For the next three decades, Havens flourished as an Aquarian ambassador in kinetic touch with his Native American ancestry, an awareness that transforms the deceptive simplicity of “The Indian Prayer” on Mixed Bag II into an experience of spiritual transcendence. This heightened ancestral awareness culminated in his decisive role as a founding member of the Native American Music Awards, the first of which aired on April 22, 1998. Thirty years after his inspirational August 15, 1969, helicopter ride over Max Yasgur’s dairy farm, when some 500,000 festival goers below appeared as a dayglo mosaic of humanity, Havens released his autobiography, They Can’t Hide Us Anymore.
For this musical Brahman, traditional indigenous reverence for the environment naturally inspired ecological activism. He became a co-founder of the North Wind Undersea Institute, a hands-on learning center headquartered in a Victorian sea captain’s mansion on City Island in the Bronx. Moving from conversationalist to advocate, Havens explained: “Growing up, I learned that all the things we have labeled as social issues, such as homelessness, hunger, drugs, joblessness, are in fact environmentally based issues. They really are not social issues. The ramifications of being in any of these places is social, but the problem comes from the earth. To me, such issues are part of the environmental awareness that we should have. Today it is called environmental justice.”
At President Bill Clinton’s Environmental Inaugural Ball on Jan. 20, 1993, Havens serenaded the audience with reminders of Tibetans under Chinese occupation; closer to home, he admonished revelers “to explain the touch, the feel, the fabric of our lives.” Many television viewers were already familiar with his railroad Americana for Amtrak, Havens’ barely audible background vocal reminding us there’s "something about a train that’s magic.” These wistful vistas reemerge in Havens’ deferential interpretation of The Band’s “The Night They Drove Old Dixie Down,” songwriter Robbie Robertson’s elegy for the closing months of the Civil War. “In the winter of ’65 …”

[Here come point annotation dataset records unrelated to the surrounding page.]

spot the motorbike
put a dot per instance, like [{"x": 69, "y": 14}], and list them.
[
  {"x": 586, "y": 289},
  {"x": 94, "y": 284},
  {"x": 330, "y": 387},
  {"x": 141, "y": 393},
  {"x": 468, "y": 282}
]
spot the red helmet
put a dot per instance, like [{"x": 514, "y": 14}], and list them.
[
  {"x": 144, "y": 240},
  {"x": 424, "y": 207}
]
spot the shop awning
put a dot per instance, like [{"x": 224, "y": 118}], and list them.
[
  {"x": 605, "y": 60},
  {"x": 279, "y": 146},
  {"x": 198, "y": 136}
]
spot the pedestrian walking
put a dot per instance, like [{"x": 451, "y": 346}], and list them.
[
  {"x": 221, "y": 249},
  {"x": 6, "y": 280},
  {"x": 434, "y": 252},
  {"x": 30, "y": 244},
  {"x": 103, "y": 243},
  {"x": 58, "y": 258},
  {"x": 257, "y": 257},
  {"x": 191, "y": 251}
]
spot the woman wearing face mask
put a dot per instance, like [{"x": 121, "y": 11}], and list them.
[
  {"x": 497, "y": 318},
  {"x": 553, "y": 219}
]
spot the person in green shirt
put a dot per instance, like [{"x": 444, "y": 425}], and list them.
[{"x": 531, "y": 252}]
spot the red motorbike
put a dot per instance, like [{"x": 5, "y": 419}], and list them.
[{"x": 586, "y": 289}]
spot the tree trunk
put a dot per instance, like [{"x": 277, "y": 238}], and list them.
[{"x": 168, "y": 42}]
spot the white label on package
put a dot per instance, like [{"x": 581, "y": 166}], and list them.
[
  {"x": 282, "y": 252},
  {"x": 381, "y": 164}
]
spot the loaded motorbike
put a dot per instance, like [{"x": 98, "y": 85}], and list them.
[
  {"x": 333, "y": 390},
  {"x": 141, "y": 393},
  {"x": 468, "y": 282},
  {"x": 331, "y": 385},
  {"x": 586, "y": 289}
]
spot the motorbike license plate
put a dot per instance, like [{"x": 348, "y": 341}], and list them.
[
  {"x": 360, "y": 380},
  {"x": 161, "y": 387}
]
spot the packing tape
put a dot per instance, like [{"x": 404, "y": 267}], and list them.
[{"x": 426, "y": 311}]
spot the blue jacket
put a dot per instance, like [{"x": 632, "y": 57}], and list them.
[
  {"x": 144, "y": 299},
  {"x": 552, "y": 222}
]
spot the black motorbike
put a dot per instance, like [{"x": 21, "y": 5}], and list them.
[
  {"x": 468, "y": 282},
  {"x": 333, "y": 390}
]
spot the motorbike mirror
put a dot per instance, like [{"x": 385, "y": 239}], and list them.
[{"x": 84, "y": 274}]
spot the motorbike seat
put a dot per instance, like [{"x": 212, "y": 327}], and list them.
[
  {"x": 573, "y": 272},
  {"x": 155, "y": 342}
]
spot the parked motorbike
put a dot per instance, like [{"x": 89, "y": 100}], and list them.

Soundtrack For A Revolution, released in 2009, is an invaluable study of the modern Civil Rights Movement. For this video documentary, Havens sings “Will the Circle Be Unbroken?” A half-century removed from his youthful stint with the McCrea Gospel Singers of Brooklyn, his rendition underscores commentator Coretta Scott King’s belief in “the indispensable role that songs of rebellion and hope played in helping activists fight against brutality and injustice.” In the same vein, Havens anchors a spirited, front-porch version of “Tombstone Blues” in Todd Haynes’ enigmatic 2007 investigation of the Dylan mystique, I’m Not There. In another testament to the timeless quality of Havens’ art Quentin Tarantino airs “Freedom” in his controversial 2012 release, Django Unchained.
Legacy of an Activist
Four decades later, in 2008, Havens’ last recording, Nobody Left to Crown, reveals a pervasive skepticism and deep unease, resonating as a lover’s ongoing quarrel with America. Selections such as “Fates,” “Won’t Get Fooled Again,” “Hurricane Waters,” “Lives in the Balance” and “Zeus’s Anger Roar” comprise an uncompromising indictment of life in an era of inconvenient truths and governmental gridlock.
For an artist so closely identified with an unrelenting ecological consciousness, it is ironic that this beloved troubadour passed away on Earth Day, April 22. On August 18 at the Bethel Woods Center for the Arts, a Day of Song and Remembrance will witness the scattering of Havens’ ashes at Max Yasgur’s farm. As an exemplar of evolved consciousness and a model for future generations, Havens represents a vital part of the American character: a conviction that the most radical idea in America is the long memory.
Kevin J. Aylmer currently teaches American and world history at Roxbury Community College and formerly served as the reggae, African and world music consultant to the original House of Blues in Cambridge, Mass.